And interestingly, that is indeed the feature I find most compelling from Cursor. I particularly love when I’m doing a small refactor, like changing a naming convention for a few variables, and after I make the first edit manually Cursor will jump in with tab suggestions for the rest.
To me, that fully encapsulates the definition of a HUD. It’s a delightful experience, and it’s also why I think anyone who pushes the exclusively-copilot oriented Claude Code as a superior replacement is just wrong.
I've spent the last few months using Claude Code and Cursor - experimenting with both.

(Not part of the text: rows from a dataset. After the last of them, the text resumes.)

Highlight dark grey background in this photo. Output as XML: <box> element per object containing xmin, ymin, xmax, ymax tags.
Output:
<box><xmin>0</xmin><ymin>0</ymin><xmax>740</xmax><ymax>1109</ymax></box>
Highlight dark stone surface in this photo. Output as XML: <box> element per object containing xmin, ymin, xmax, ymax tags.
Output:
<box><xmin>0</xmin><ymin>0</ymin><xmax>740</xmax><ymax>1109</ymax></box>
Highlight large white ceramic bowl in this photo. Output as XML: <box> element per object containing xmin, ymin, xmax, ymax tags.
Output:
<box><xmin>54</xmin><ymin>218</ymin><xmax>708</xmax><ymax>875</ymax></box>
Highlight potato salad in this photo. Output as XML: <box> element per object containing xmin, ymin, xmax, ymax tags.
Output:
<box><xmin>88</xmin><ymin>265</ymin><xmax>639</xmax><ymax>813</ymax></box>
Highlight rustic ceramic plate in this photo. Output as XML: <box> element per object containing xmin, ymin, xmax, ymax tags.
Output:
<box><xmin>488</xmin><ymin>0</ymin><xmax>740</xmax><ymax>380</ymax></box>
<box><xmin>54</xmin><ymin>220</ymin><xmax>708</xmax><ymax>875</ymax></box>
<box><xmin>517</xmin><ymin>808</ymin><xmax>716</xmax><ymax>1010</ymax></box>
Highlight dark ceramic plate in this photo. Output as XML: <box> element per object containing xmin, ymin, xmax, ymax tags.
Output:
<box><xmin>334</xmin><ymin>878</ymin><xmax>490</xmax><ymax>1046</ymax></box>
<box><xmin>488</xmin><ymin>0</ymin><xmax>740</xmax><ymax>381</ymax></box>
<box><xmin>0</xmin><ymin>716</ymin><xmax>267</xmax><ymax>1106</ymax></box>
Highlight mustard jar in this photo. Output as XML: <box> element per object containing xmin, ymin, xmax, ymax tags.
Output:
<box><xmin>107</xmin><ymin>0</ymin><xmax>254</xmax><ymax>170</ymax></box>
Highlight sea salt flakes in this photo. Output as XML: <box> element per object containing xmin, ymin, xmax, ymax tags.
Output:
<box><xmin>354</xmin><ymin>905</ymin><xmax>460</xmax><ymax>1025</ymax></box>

For simple tasks, both are pretty good (like identifying a bug given console output) - but when it comes to making a big change, like adding a brand new feature to existing code that requires changes to lots of files, writing tests, etc - it often will make at least a few mistakes I catch on review, and then prompting the model to fix those mistakes often causes it to fix things in strange ways.
A few days ago, I had a bug I just couldn't figure out. I prompted Claude to diagnose and fix the issue - but after 5 minutes or so of it trying out different ideas, rerunning the test, and getting stuck just like I did - it just turned off the test and called it complete. If I wasn't watching what it was doing, I could have missed that it did that and deployed bad code.
The last week or so, I've totally switched from relying on prompting to just writing the code myself and using tab complete to autocomplete like 80% of it. It is slower, but I have more control and honestly, it's much more enjoyable of an experience.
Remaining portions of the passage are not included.